A imunidade tributária conferida pela Constituição Federal aos templos de qualquer culto, nos termos acima, diz respeito tão somente aos impostos que incidem sobre o patrimônio, a renda e os serviços, relacionados com as finalidades essenciais de tais entidades.
O entendimento consolidado nesta Gerência sobre o alcance da imunidade tributária ainda se mantém restrito ao texto literal da Carta Magna.
Conforme exposto em diversos Pareceres emitidos por esta Gerência, no âmbito estadual a referida imunidade constitucional é tratada como não incidência dos impostos sobre o patrimônio, quais sejam, o Imposto sobre a Transmissão Causa Mortis e Doação de Quaisquer Bens ou Direitos - ITCD e o Imposto sobre a Propriedade de Veículos Automotores – IPVA. Consigna o Parecer nº 277/2016-GTRE/CS:
“Na Legislação Tributária Estadual, a imunidade tributária objeto desta consulta (artigo 150, VI, “b”) é tratada como não incidência dos impostos sobre o patrimônio, vejamos:
1 - Imposto sobre a Transmissão Causa Mortis e Doação de Quaisquer Bens ou Direitos (ITCD), cuja previsão legal de não incidência está previsto nos artigos 80, inciso I, alínea “b” e inciso II, da Lei nº 11.651/91 (Código Tributário Estadual);
2 - Imposto sobre a Propriedade de Veículos Automotores (IPVA), cuja previsão legal de não incidência está nos artigos 95, inciso III, alínea “b”, da Lei 11.651/97 (Código Tributário Estadual).
No que se refere ao Imposto sobre Operações Relativas à Circulação de Mercadorias e sobre as Prestações de Serviços de Transporte Interestadual e de Comunicação (ICMS), a Legislação Tributária Estadual não trata da citada imunidade tributária.
Entendemos que os templos de qualquer culto, por isonomia (pois não são mencionados no dispositivo), ao praticarem a atividade de comércio (venda de produtos), estão se equiparando à iniciativa privada, praticando atividades econômicas regidas pelas normas aplicáveis a empreendimentos privados, conforme o disposto no § 3º, do artigo 150, da Constituição Federal, estando, portanto, sujeitas à incidência do ICMS.
Estão incluídas na imunidade, apenas, a venda de livros, revistas, bíblias e CD´s, conforme art. 150, inciso VI, alíneas ‘d’ e ‘e’ da Constituição Federal, inserido como não incidência na legislação tributária estadual no art. 79, inciso I, alínea ‘d’, do Decreto nº 4.852/97, Regulamento do Código Tributário Estadual – RCTE.
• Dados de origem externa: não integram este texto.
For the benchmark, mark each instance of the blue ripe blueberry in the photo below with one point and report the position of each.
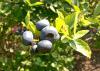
(42, 23)
(27, 37)
(49, 33)
(44, 46)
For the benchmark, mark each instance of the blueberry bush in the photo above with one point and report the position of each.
(42, 35)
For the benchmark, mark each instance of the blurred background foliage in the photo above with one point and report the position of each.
(14, 56)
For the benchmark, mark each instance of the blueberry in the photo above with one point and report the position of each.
(49, 33)
(44, 46)
(42, 23)
(27, 37)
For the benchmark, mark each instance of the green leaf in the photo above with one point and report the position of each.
(84, 22)
(76, 8)
(97, 9)
(65, 30)
(82, 47)
(37, 4)
(76, 21)
(69, 1)
(27, 2)
(60, 14)
(32, 28)
(69, 20)
(58, 23)
(27, 18)
(80, 34)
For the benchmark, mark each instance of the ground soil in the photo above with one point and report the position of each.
(85, 64)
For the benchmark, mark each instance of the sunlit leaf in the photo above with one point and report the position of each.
(27, 18)
(76, 21)
(76, 8)
(69, 1)
(37, 4)
(80, 34)
(97, 9)
(60, 14)
(58, 23)
(82, 47)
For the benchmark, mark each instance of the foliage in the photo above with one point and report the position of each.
(72, 18)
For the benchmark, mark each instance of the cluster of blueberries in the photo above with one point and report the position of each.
(48, 34)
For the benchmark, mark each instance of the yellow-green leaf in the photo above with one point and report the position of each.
(82, 47)
(80, 34)
(58, 23)
(27, 18)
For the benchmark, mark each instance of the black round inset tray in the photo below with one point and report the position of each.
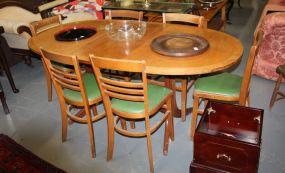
(75, 33)
(179, 44)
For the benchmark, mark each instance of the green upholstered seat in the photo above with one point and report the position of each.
(62, 67)
(92, 89)
(281, 69)
(155, 95)
(225, 84)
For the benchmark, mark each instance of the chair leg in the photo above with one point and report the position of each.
(49, 82)
(184, 83)
(3, 100)
(110, 147)
(64, 121)
(274, 94)
(94, 110)
(169, 130)
(194, 116)
(170, 120)
(239, 4)
(91, 133)
(149, 147)
(133, 124)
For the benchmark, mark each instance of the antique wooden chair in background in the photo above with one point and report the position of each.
(281, 71)
(124, 14)
(222, 87)
(133, 101)
(37, 27)
(76, 89)
(185, 85)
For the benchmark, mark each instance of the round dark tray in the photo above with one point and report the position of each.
(211, 1)
(179, 44)
(75, 33)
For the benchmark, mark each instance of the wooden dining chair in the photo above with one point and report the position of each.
(40, 26)
(186, 18)
(185, 84)
(76, 89)
(124, 14)
(222, 87)
(133, 101)
(277, 92)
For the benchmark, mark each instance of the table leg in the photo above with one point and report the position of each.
(230, 7)
(223, 17)
(170, 83)
(4, 63)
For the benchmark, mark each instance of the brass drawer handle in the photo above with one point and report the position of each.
(224, 156)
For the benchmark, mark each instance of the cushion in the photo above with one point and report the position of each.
(225, 84)
(155, 95)
(92, 89)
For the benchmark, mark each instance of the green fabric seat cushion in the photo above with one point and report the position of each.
(92, 89)
(281, 69)
(155, 95)
(226, 84)
(62, 67)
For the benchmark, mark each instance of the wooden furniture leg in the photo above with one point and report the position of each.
(229, 9)
(4, 52)
(3, 100)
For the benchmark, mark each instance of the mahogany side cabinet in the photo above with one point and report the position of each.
(227, 139)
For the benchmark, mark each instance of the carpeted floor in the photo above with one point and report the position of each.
(16, 159)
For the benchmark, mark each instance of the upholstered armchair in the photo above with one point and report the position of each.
(16, 16)
(271, 6)
(271, 51)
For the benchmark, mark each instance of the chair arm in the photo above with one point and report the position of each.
(15, 27)
(47, 7)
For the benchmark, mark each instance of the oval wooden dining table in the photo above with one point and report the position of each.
(224, 50)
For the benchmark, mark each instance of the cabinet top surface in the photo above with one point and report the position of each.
(232, 122)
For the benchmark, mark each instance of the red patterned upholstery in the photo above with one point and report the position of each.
(271, 51)
(92, 7)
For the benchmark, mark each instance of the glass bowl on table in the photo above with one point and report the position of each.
(126, 30)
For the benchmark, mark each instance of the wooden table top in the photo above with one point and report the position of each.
(224, 50)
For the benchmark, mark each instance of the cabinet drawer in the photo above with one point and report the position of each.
(226, 155)
(197, 168)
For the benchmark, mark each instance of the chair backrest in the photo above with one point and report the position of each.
(244, 91)
(44, 24)
(121, 89)
(186, 18)
(64, 79)
(125, 14)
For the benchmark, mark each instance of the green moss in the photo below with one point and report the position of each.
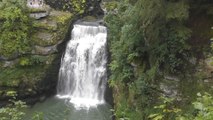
(52, 29)
(13, 77)
(43, 25)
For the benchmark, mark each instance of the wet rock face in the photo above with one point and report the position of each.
(35, 73)
(92, 6)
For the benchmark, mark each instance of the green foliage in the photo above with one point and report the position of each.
(145, 36)
(165, 111)
(79, 5)
(15, 29)
(14, 110)
(38, 116)
(33, 60)
(203, 109)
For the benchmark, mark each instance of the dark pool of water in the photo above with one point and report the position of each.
(60, 109)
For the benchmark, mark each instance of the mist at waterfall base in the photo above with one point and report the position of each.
(82, 79)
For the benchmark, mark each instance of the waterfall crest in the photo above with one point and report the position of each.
(83, 72)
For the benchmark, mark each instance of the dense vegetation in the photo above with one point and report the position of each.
(15, 29)
(149, 39)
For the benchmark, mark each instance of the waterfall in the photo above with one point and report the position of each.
(83, 73)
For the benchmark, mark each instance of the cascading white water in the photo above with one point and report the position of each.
(83, 73)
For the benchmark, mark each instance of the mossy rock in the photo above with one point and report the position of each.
(28, 74)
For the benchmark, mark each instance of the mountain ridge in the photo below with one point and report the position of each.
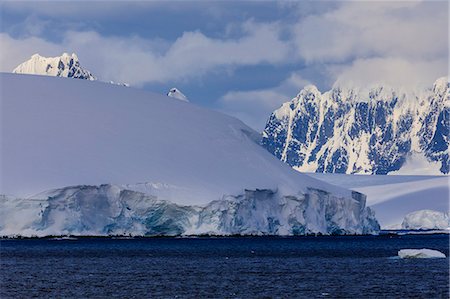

Assim, para comercializar mercadorias é necessário ter inscrição junto à SEFAZ/GO, além do cumprimento de todas as obrigações acessórias previstas na legislação tributária estadual.
Sobre a comercialização de mercadorias há a incidência do ICMS, com exceção de livros, revistas, bíblias e CD´s.”
Ao vender produtos, ainda que sem o intuito de lucro, a consulente está praticando uma operação de circulação de mercadoria sujeita à incidência do ICMS, tributo não amparado pela imunidade de que trata a alínea “b” do inciso VI do art. 150 da Constituição Federal, que alberga somente os impostos incidentes sobre o patrimônio, a renda ou serviços.
O Código Tributário Nacional – CTN, ao dispor sobre os impostos no Título III, deixa clara a distinção entre aqueles que incidem sobre o patrimônio e a renda (Capítulo III) e aqueles que incidem sobre a produção e a circulação (Capítulo IV – IPI e ICMS).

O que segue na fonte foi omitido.